Hallmarks of California Ranch Style

A "California Ranch" outside Needles, Arizona, with an amoeba-shaped pool.
Noah Sheldon, The Ranch House, courtesy Abrams Books
• GROUND-HUGGING with a low roof and deep eaves
• VERNACULAR: built of local materials (wood, stucco, brick, or stone)
• ANONYMOUS to the street (with a flat façade, covered entry at grade, and few streetside windows), but open to gardens in back
• ONE ROOM DEEP, shaped like an L or U (or splayed) to surround a patio and landscape features

Seminal California builder Cliff May designed the Eshelman-Bemis House in 1963.
Noah Sheldon, The Ranch House, courtesy Abrams Books
• EXPANSES OF GLASS and horizontal windows, sliding glass doors
• FRANK INCLUSION of cars, children’s yard equipment, etc.

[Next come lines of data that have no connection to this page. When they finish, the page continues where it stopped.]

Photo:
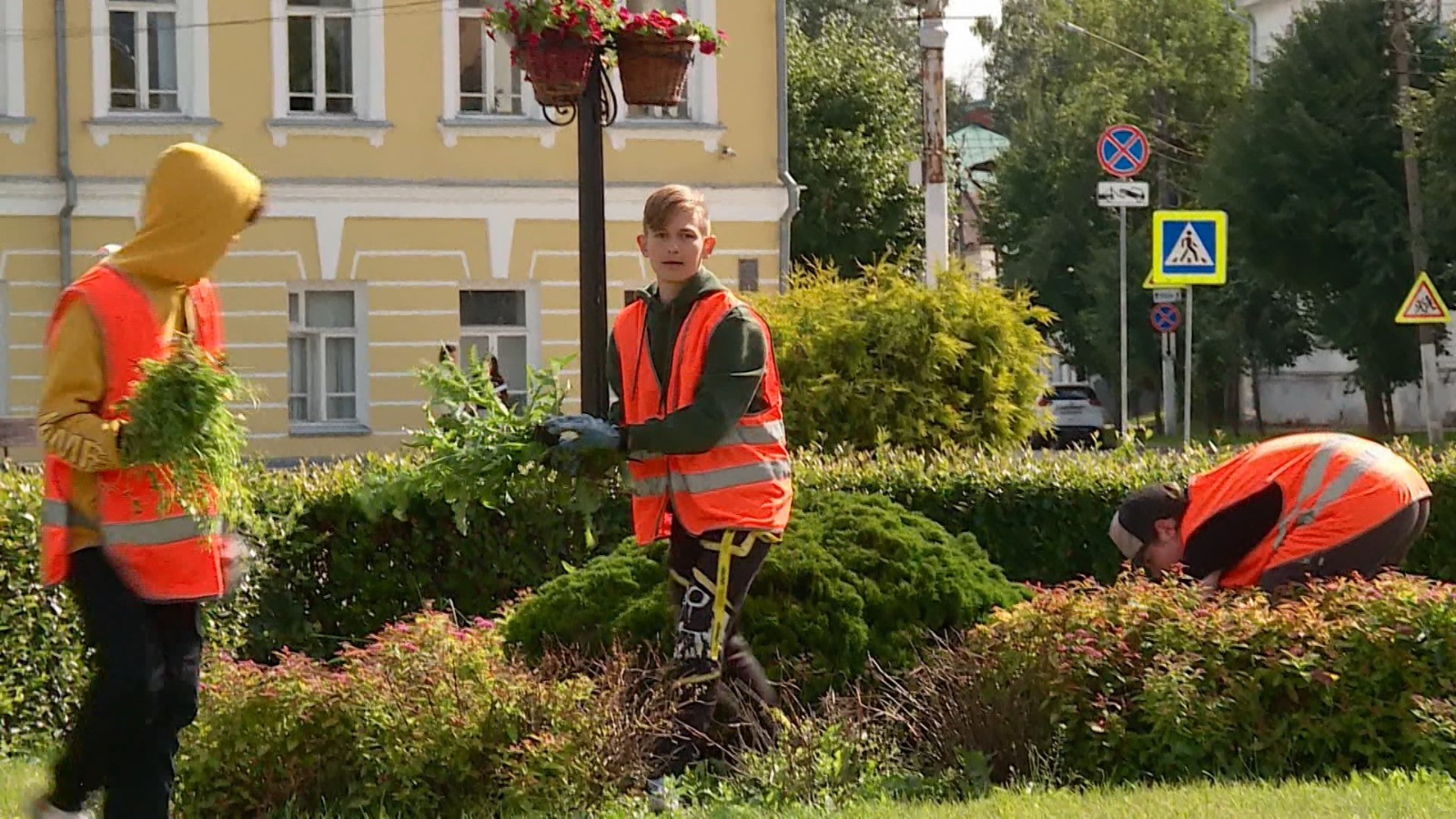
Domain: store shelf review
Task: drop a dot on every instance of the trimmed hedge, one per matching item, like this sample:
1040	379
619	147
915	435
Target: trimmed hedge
328	573
858	577
1142	681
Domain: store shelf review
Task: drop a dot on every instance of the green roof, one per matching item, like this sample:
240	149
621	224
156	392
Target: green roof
975	146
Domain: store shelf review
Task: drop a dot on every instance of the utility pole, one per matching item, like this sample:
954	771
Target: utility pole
1420	254
932	164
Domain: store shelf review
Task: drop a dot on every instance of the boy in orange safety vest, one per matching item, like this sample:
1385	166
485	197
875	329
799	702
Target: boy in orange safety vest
136	570
1309	504
701	420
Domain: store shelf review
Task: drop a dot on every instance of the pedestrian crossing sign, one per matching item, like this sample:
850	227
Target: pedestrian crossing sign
1190	247
1423	303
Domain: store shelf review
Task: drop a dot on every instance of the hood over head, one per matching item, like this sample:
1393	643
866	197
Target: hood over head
197	201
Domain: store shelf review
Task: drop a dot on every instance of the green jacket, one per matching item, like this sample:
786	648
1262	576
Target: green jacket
728	388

The 1958 Rhodes House in Big Springs, Texas, designed by Harwell Hamilton Harris.
Noah Sheldon, The Ranch House, courtesy Abrams Books
The Ranch and its associated lifestyle received a great deal of press during the late 1940s. The buzz caught the attention of builders and buyers in the post-war boom. Many suburban Ranches of the 1940s and 1950s are true to form, but adaptation for small lots and cold climates eliminated some salient characteristics. By 1954 critics were decrying the use of the word “ranch” for all manner of fast-built tract housing.
Like the Bungalow, the Ranch suffered a period of ridicule. A second look at history—and at these functional homes, now with mature landscape in established neighborhoods—is changing the way we see the American Ranch house. The ranch house is back!